Jeffrey D. Sachs, Common Wealth: Economics for a Crowded Planet. Penguin Press, 2008.
Jeffrey Sachs' 2005 book, The End of Poverty: Economic Possibilities for our Time, was a bold attempt to convince the world that the Millennium Development Goals could be achieved in our lifetimes. Very ambitious, I wrote in my review. Well this book takes ambition to the next level.
The goals of this new initiative are worthy of an author with the title Director of the Earth Institute (at Columbia University). Sachs challenges us collectively to embrace the goals of economic development (and poverty elimination), environmental sustainability (with adequate water provision for all) and population control. The idea is that these three sets of goals are interrelated and that you cannot really achieve any one of them unless you address all three.

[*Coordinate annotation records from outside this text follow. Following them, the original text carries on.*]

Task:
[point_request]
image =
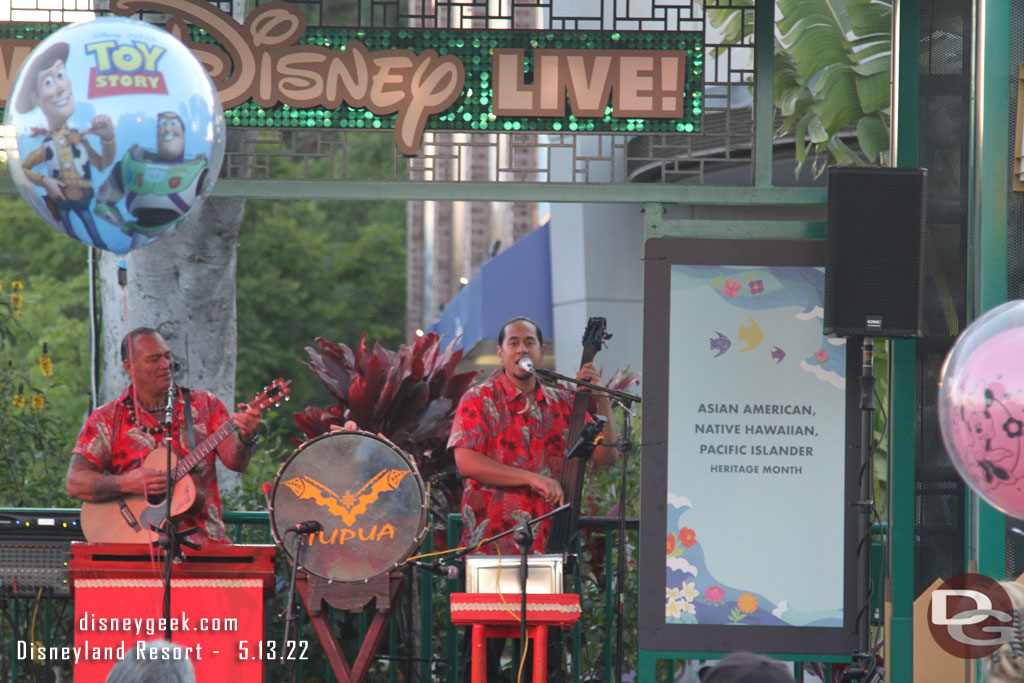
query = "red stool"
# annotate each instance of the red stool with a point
(491, 619)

The book is very interesting but I admit that I like the last chapter ("The Power of One") best because it is, well, inspiring. Sachs concludes the book by making the case for taking up the challenge of development, environment and population even though the problems seem impossibly large. He quotes one of my favorite scholars, Albert O. Hirschman to the effect that all new ideas, good and bad, are generally met with three criticisms: futility, perversity and jeopardy. The problem can't be solved (futility), if you try you might make it worse (perversity) and wasting your effort here diverts attention from other areas where progress might be made (jeopardy).
Sachs cites a number of examples of problems where substantial progress has in fact been made despite the inevitable reaction that Hirschman cited. For better or worse this last chapter really does give you a feeling that something can be done, even if we might disagree about what that something is. Probably should be required reading for Peace Corps Volunteers.